Yes, I know I start to get boring.
Today I spent at least half of my work day working on Munin plugins to monitor effectively some of the equipment we currently have at our co-location. This boils down to two metered APC powerstrips PDUs (let’s use their term, silly as it might sound). I think it’s worth to note the difference: APC provides switched and metered PDUs; the former should allow for having per-plug load data, and powering on and off of the single plug; the latter (what we have here) is much cheaper, does not allow you to turn them on and off, and simply give you a reading of the load per-phase. Given that our co-location has only single-phase power, we only get a reading per strip, which is still okay, it gives us more information than we had before at least.

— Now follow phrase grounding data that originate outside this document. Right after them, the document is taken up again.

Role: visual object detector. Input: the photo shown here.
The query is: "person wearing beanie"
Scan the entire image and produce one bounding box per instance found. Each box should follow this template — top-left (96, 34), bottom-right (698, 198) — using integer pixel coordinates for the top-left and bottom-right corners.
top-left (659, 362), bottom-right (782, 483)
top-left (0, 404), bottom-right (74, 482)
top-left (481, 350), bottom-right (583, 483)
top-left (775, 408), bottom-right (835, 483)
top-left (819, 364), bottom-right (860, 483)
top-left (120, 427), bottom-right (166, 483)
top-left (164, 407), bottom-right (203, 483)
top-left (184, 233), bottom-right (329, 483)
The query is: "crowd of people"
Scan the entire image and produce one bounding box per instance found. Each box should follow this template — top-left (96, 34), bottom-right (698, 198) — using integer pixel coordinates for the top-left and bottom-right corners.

Now, there are a few funny things with these strips: they have a network interface, which is cool, but they don’t use DHCP by default! You either have to set them up with the serial interface (which obviously is still very serial, not an USB adapter — and my laptop doesn’t have any serial port), or use a Windows software (which is actually written in Java and spend 98% of the install time copying an extra install of the JRE to the drive), or finally note down the MAC address when you install them, and then poisoning a system’s ARP table to “fake” an IP to the strip, sealing the deal by sending a 113 bytes ICMP packet to the strip via ping
… no there is no use for a watermelon or a chimp, sorry Luca.
After finally completing the IP settings, I had to find my way to get the data out; the strips support either SNMPv1 or SNMPv3 — I discarded the former simply because it’s extremely insecure and I’d rather not even have that around, so I set up an user for munin. Next problem? snmpwalk
did not report any useful data. The reason is actually quite simple: it doesn’t know which OIDs to probe for. Download the MIB data from APC and install it in the system, and it’s much happier.
Then I had to write a plugin for it. Which wasn’t too bad; the data is simple, too bad I couldn’t find a way to get, through SNMP, the high limit of current drain on the strip — it did report the configured (default) limits for near-overload and overload, which makes it very nice to set them up in Munin. Unfortunately only after writing the plugin I found out that the Munin contrib repository had already not one but two plugins trying to do the same. Neither is very good with it though: neither supported Munin’s SNMP framework, one had a very unclear licensing situation (which is unfortunately common on the contrib repository), and used sh and net-snmp’s command-line utilities to access the strip.
So after adding my plugin, and removing the two bad ones, I also looked into cleaning up the contrib tree a little bit. It’s far from perfect, there are still miscategorized plugins and duplicates, and others (such as one of the net-p2p/transmission monitors) which rely on external script files instead of being written in a single one. But at least I was able to remove and recategorize enough of them that it starts to make some sense. If you’re a Munin user and would like for Gentoo to provide more, better plugins, then please take your time to see which of the plugins currently in the contrib tree are trying to reimplement something and failing at it (lots of them I’m afraid will be, especially those related to APC UPSes), and get rid of them. There is also work to be done to bring even only the documentation of the plugins up to speed with the format used by Munin proper, and this is without talking about improving them to follow the right code style or anything.
I also spent some time improving my IPMI plugin (which you can find now on the contrib repository if you’re not a Gentoo user – if you’re a Gentoo user it takes the place of the original IPMI plugins shipped with Munin – after I removed all the others that were trying to do the same thing sometimes with twice as many lines of code than mine), and now it can monitor foreign hosts as well. How is this useful? Well, among other things it lets you monitor Windows boxes and other boxes where you either lack access or you can’t install any IPMI tool (I have a couple of systems that are running RHEL4 to monitor, okay?).
One interesting thing I learnt out of this experience is that it makes total sense to monitor voltages at least on HP servers. Beside the idea of monitoring for a PSU gone wrong, HP has one probe set to the CMOS battery, which is a 3V CR2032 Lithium Battery which will provide decreasing voltage, and thus will show in the list when it has to be replaced — unfortunately it also seems like their newest servers don’t have a probe there, which is bad (Excelsior has a VBAT which seems to be just the same thing).
This is all for today!